SQLite's WAL (Write-Ahead Log) mode enables level 4 — concurrent reads alongside a single writer. Most current browser VFSes operate at levels 1-2, with some offering level 3-4 solutions.

In all five levels, the querying interface itself is async so the main thread is never blocked during query execution. The only way to get synchronous queries is loading the entire database into memory, which limits the use cases.

Performance vs Concurrency Tradeoff

Conrad benchmarks the WA-SQLite VFS implementations and surfaces a clear pattern: OPFS beats IndexedDB on performance across the board, and OPFS Co-op Sync specifically offers the best raw performance. Some VFSes trade performance for higher concurrency. For most apps, OPFS Co-op Sync's concurrency model is already sufficient.

The Practical Recommendation

Use WA-SQLite with OPFS Co-op Sync as the primary VFS. Fall back to IDB Batch Atomic for environments where OPFS isn't available (older browsers, Safari incognito). This is the approach PowerSync uses in production today — customers are shipping real products on it. One example is Synapse, a scheduling app for the farming industry built on PowerSync.
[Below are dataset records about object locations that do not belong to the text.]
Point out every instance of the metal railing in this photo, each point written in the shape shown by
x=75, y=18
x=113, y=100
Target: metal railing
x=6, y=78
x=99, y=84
PowerSync also dogfoods this: their new cloud dashboard uses the PowerSync web SDK with SQLite persistence.

What's Coming Next

Although PowerSync and others use WA-SQLite in production, Roy Hashimoto doesn't currently position the project as production-ready. PowerSync's plans:

  1. Collaborate with Roy to develop and maintain WA-SQLite for explicit production readiness
  2. Build a higher-level library on top of WA-SQLite — genericizing the worker setup abstractions and transaction management that PowerSync already solved internally
  3. Best-of-both-worlds VFS — combine OPFS Co-op Sync's performance with better concurrency, likely building on a new browser standard (already in Chrome) that allows concurrent synchronous read/write access to the same OPFS file without exclusive locks

Notable Quotes

"The TLDR of this talk is that SQLite in the browser is pretty good these days." — Conrad Hofmeyr

"There was this light bulb moment when we thought, why don't we just use UUIDs and actually create the data structure in a real client-side database and then just sync it with the server." — Conrad Hofmeyr, on PowerSync's origin in 2009

"Every sufficiently complex front-end app eventually reinvents a database." — Carl (via Conrad), from the "Stop Building Databases" post

Practical Takeaways

  • WA-SQLite + OPFS Co-op Sync is the current best option for production SQLite in browsers
  • IDB Batch Atomic fallback covers older browsers and Safari incognito where OPFS isn't available
  • SQLite's WAL mode enables concurrent reads + writes — critical for sync engines that write in the background
  • The worker setup for browser SQLite is still complicated — higher-level abstractions are coming but not here yet
  • OPFS sync access handles require a web worker — you can't use them on the main thread
  • New browser standards for concurrent synchronous OPFS access (already in Chrome) will push concurrency to level 4 without WAL-mode workarounds

Connections

  • native-grade-web-apps-with-local-first-data — Johannes Schickling's talk at ViteConf 2025 builds directly on this foundation. His LiveStore and Riffle projects (both mentioned by Conrad) use the SQLite-in-browser infrastructure described here as the persistence layer for sync engines.
  • the-past-present-and-future-of-local-first — Same conference (Local-First Conf 2024). Kleppmann defines the vision; Conrad shows the plumbing that makes it real. The "availability of another computer should never block the user" ideal requires exactly this kind of client-side persistence.
  • unleashing-the-power-of-sync — PowerSync's article on their sync engine architecture. This talk explains the browser-side SQLite foundation that article takes for granted.
  • what-is-local-first-web-development — Alexander's own introduction to local-first. Conrad's talk fills in the technical "how" behind the persistence layer that makes the seven ideals achievable in web browsers.